Beijing seeks to create a world order where individual political rights and privacy protections are weak, and where companies are granted access to the Chinese economy based not on global rules that apply equally but on the degree to which they support Beijing’s geostrategic priorities.

America did the same for decades, of course. But this kind of hegemony became more difficult as rules-based, multilateral institutions like the United Nations, the G20 and the World Trade Organisation began to wield more power.

Donald Trump and his closest allies aside, Washington decided the stability these institutions created was worth the checks they put on American power.

US policymakers had us believe that China would also buy into this once its economic growth gathered momentum.

That didn’t happen, and the US business elite – which wanted a piece of the economy that leapfrogged Britain, Germany and Japan to become the world’s second biggest – didn’t care. They also paid no mind to China’s militarisation of atolls in the South China Sea, which could ultimately threaten the shipping corridors on which global business depends.

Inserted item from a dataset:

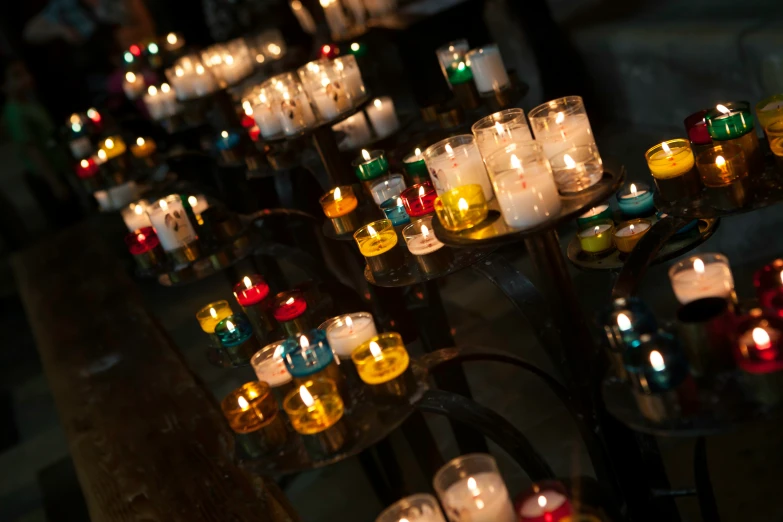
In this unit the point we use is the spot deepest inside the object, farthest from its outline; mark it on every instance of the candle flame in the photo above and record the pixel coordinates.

And most of the US businesses Bannon detests failed to raise their voices when they discovered their computer systems were being hacked by Chinese cyberthieves.

Asked by National Public Radio recently about this deafening silence, James MacGregor, a former chairman of the American Chamber of Commerce in China, said: “Companies were afraid of China. American business companies’ incentives are to make money.”

So Bannon, the Committee on the Present Danger and many others have a right to feel vexed, but the answer is not some sort of national pogrom against anyone who has built business relationships with China.

Where would an initiative like this start and end? Would it indict every chief financial officer whose company’s supply chain has a link in China? Would it reach all the way to the deans of universities who started programmes on Chinese campuses?

How about the MBA professors who preached the gospel of globalisation? Would George W. Bush be put behind bars for ushering China into the WTO?

It’s easy to see Bannon’s vision turning into something like China’s Cultural Revolution of the 1960s and 1970s, when anyone with wealth was purged, a movement that caused endless misery and set the country back by decades. How could Beijing not relish the idea of the US inflicting the same kind of damage on itself?